Wie man während des Schlafes bewusst bleibt oder im Schlaf meditiert

Es gibt 3 Bewusstseinszustände.

  1. Aufwachen ( Jagrit)
  2. Träumen ( Swapna)
  3. Schlaf ( Susupti)

Es gibt noch einen weiteren Zustand voller Bewusstheit und Bewusstsein. Erleuchteter Staat bekannt als Turiya. Dies soll der letzte und wahre Zustand sein, der den dreien zugrunde liegt.

Die drei Bewusstseinszustände beinhalten Veränderung, so wie ein Zustand durch einen anderen ersetzt wird. Eine Veränderung des Bewusstseins kann nur gemäß Advaita durch etwas selbst wahrgenommen werden, das keiner solchen Veränderung unterliegt, die von dieser Veränderung zeugen kann. Diese Advaita identifiziert sich als das wahre Subjekt, das oft als das Selbst bezeichnet wird, das selbst nicht in der üblichen empirischen Weise bekannt sein kann, denn dann würde es ein Objekt werden und aufhören, das Subjekt zu sein. “Das Selbst ist nie bekannt. Es weiß nur. Es beleuchtet alle Dinge, einschließlich der Zustände von Tiefschlaf, Traum und Wachheit.

Was passiert wirklich, wenn man schläft?

Es scheint intermittierende Perioden zu geben, in denen man völlig bewusstlos wird. Hätte der Bewusstseinsfluss unterbrochen, könnte man die Fäden der persönlichen Identität nicht wieder aufleben lassen. Beim Aufwachen sagt man “Ich habe gut geschlafen, ich wusste gar nichts”. Paradoxerweise ist dieses Nichtwissen von irgendetwas selbst bekannt. Das Bewusstsein bleibt nicht unwissend über seine eigene Unwissenheit. Das schlafende Selbst wird so offenbart, als ob es die Dunkelheit enthüllt, die eine Art lockere Verkörperung für das Selbst ist und die Matrix aller Unterscheidungen und Ausdifferenzierungen des wachen Lebens ist. Daher ist Offenbarung absolut und zeitlos, abhängig von der zufälligen Tatsache, dass etwas offenbart werden muss.

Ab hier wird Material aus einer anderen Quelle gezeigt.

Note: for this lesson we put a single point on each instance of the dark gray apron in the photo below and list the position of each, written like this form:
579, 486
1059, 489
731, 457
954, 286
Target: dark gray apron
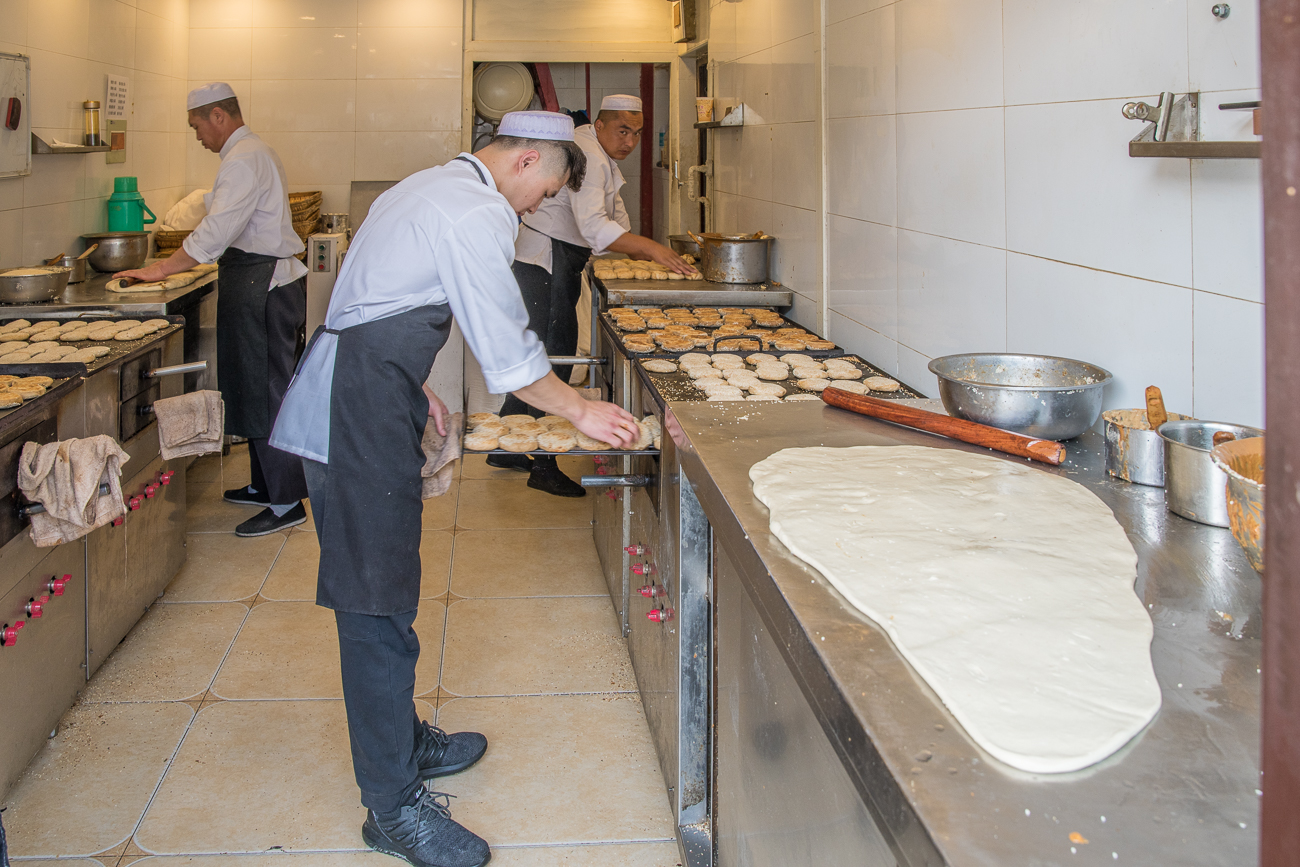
368, 516
242, 368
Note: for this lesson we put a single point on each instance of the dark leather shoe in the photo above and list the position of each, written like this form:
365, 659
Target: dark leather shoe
265, 523
553, 481
427, 836
510, 462
246, 497
441, 754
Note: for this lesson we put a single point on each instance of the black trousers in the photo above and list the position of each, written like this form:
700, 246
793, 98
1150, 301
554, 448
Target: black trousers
277, 472
551, 302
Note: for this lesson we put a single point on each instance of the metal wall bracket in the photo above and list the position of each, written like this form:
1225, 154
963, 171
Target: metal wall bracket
1174, 130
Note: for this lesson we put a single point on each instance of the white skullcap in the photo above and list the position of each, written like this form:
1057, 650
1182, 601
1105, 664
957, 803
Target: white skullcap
620, 103
207, 95
537, 125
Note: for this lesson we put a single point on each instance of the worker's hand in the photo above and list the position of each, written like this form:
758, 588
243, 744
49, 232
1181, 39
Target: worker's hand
437, 411
151, 274
670, 260
607, 423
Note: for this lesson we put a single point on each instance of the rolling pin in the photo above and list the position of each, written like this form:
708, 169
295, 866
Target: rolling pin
1013, 443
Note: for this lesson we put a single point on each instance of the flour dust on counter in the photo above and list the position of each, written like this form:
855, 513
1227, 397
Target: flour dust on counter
1010, 590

Jetzt ist die Meditation im Schlaf oder Schlaf mit Selbst Yoganidra. Der Unterschied zwischen normalem Schlaf und Yoga Nidra ist, dass wenn du schläfst, dein Bewusstsein ruht und nicht arbeitet, während dein Unterbewusstsein übernimmt. Das Unterbewusstsein lässt die Belastungen oder Schmerzen, denen Sie während des Tages ausgesetzt waren, nicht hinter sich. Yoga Nidra macht genau das Gegenteil. Wenn Sie Yoga Nidra durchführen, ist Ihr Bewusstsein noch wach und entspannt Körper und Geist vollständig, ohne Sie an Ihre Sorgen zu erinnern.

Yoganidra

Entspannen Sie Ihren Körper in Savaasaan. Gib dich völlig hin, deine Gedanken, deinen Geist, deinen Körper. Wenn dir Gedanken in den Sinn kommen, kontrolliere sie nicht, beobachte sie einfach. Sei ein Beobachter dieser Zeit, geh nicht mit dem Gedanken davon, beobachte sie. Sei dir deines Gefühls von “Ich-Sein” oder Persönlichkeit bewusst. Beachten Sie dieses Gefühl der Identität, wenn Sie sagen “Ich bin hungrig”, “Ich bin wütend” oder “Ich bin glücklich”. Dann erfahre dich selbst als beobachtender Zeuge oder Bewusstsein, der sich dieser Gefühle bewusst ist. Lass das Denken beiseite und löse dich in das Gewahrsein auf, wache und bewahre das Selbst. Atme langsam und tief durch die Nasenlöcher, zähle ‘ AUM’ beim Einatmen und 1 beim Ausatmen, führe diesen Vorgang durch. Am Anfang musst du es von 1 bis 100 zählen. Langsam, nach dem Üben wirst du es ohne Zählung machen. Sei dir deiner selbst bewusst. Dort wird diese Phase ankommen, wenn Sie den Übergang vom Wachzustand zum Schlaf sehen werden und diese Phase oder dieser Übergang würde nicht von 4-5 Sekunden andauern. Du wirst einschlafen.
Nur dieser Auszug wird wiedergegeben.